Monolayer GaS with high ion mobility and capacity as a promising anode battery material

Abstract

Layered gallium sulphide (GaS) with hexagonal symmetry is a typical metal mono-chalcogenide and is mechanically stable under tension. In this work, we used first-principles density functional theory to study the performance of monolayer (ML) GaS as an anode material for Li, Na, K, Mg, and Al-ion batteries. The most stable binding sites for the metal atoms on ML GaS are all in the hollow sites, and the Fermi level of ML GaS moves upward into the conduction band after adsorption of Li, Na, K, and Al atoms, showing a semiconductor-to-metal transition of ML GaS, with the exception of Mg atoms. The binding energies of the metal atoms with ML GaS are all negative at all the studied densities, indicating a steady adsorbing process.
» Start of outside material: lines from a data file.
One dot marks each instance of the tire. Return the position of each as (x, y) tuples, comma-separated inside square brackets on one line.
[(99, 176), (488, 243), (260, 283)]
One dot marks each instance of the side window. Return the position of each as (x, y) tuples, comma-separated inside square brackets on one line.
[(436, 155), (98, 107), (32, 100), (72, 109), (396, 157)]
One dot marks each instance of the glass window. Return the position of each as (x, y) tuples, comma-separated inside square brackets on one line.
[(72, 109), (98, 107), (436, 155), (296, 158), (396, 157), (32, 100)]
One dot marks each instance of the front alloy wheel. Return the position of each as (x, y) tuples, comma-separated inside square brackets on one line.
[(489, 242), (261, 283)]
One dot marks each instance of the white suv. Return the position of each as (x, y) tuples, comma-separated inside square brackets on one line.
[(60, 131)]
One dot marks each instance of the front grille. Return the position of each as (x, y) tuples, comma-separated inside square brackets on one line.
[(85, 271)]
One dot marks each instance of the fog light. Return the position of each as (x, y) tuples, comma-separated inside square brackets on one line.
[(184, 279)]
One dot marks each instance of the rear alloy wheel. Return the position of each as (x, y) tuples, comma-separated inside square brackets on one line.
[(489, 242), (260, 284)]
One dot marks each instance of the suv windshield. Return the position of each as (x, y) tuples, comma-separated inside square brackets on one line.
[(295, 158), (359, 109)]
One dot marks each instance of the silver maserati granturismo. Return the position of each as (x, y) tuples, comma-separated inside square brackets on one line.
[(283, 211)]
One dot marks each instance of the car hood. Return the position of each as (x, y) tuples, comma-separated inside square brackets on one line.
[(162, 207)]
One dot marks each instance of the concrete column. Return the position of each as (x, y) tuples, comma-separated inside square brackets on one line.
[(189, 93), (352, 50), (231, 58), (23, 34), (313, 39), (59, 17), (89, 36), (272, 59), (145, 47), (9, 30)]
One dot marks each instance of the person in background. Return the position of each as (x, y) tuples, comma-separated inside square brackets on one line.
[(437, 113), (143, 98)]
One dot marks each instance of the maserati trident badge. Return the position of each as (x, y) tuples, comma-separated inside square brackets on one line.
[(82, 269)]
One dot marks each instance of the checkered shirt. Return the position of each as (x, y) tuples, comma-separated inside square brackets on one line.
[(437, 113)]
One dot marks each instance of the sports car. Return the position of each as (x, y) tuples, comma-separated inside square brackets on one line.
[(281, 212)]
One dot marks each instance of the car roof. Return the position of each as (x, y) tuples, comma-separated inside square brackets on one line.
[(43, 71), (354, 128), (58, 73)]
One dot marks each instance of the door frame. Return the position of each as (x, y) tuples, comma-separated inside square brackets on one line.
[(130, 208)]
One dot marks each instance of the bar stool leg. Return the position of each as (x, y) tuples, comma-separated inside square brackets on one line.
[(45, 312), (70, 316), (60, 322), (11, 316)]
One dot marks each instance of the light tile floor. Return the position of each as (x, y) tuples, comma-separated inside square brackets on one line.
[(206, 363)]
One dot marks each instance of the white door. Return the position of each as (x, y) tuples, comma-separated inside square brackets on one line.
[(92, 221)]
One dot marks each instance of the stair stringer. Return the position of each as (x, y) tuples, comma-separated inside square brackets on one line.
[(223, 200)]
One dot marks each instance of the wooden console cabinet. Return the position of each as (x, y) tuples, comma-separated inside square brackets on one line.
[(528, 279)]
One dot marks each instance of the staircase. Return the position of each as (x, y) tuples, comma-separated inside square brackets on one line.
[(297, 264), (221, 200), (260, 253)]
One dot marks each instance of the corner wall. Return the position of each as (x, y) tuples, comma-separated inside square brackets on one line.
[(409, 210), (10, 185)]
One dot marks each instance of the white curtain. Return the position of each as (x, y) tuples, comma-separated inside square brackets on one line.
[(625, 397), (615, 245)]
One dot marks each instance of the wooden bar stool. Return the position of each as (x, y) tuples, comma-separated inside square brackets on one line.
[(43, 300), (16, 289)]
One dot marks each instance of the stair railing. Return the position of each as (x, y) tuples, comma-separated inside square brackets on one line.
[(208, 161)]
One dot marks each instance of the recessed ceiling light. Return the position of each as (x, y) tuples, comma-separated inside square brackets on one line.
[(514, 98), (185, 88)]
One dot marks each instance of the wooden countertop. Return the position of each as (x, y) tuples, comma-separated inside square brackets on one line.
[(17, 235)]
The Li, Na, K, and Al ions prefer to move along the zigzag direction on ML GaS, with relatively low diffusion barrier heights of 0.110, 0.078, 0.037, and 0.034 eV, respectively. Such low diffusion barriers endow ML GaS with high rate capacity. The maximum theoretical specific capacities for Li, Na, K, and Al-ion batteries are 526.74, 32.92, 32.92, and 98.76 mA h g⁻¹, respectively. Noticeably, the theoretical specific capacity of ML GaS for Li-ion batteries (LIBs) is even higher than the theoretical one (372 mA h g⁻¹) of commercially used graphite. Besides, an appropriate average open circuit voltage of 0.53 V is generated for ML GaS based LIBs. Our study suggests that ML GaS is a suitable anode material for LIBs.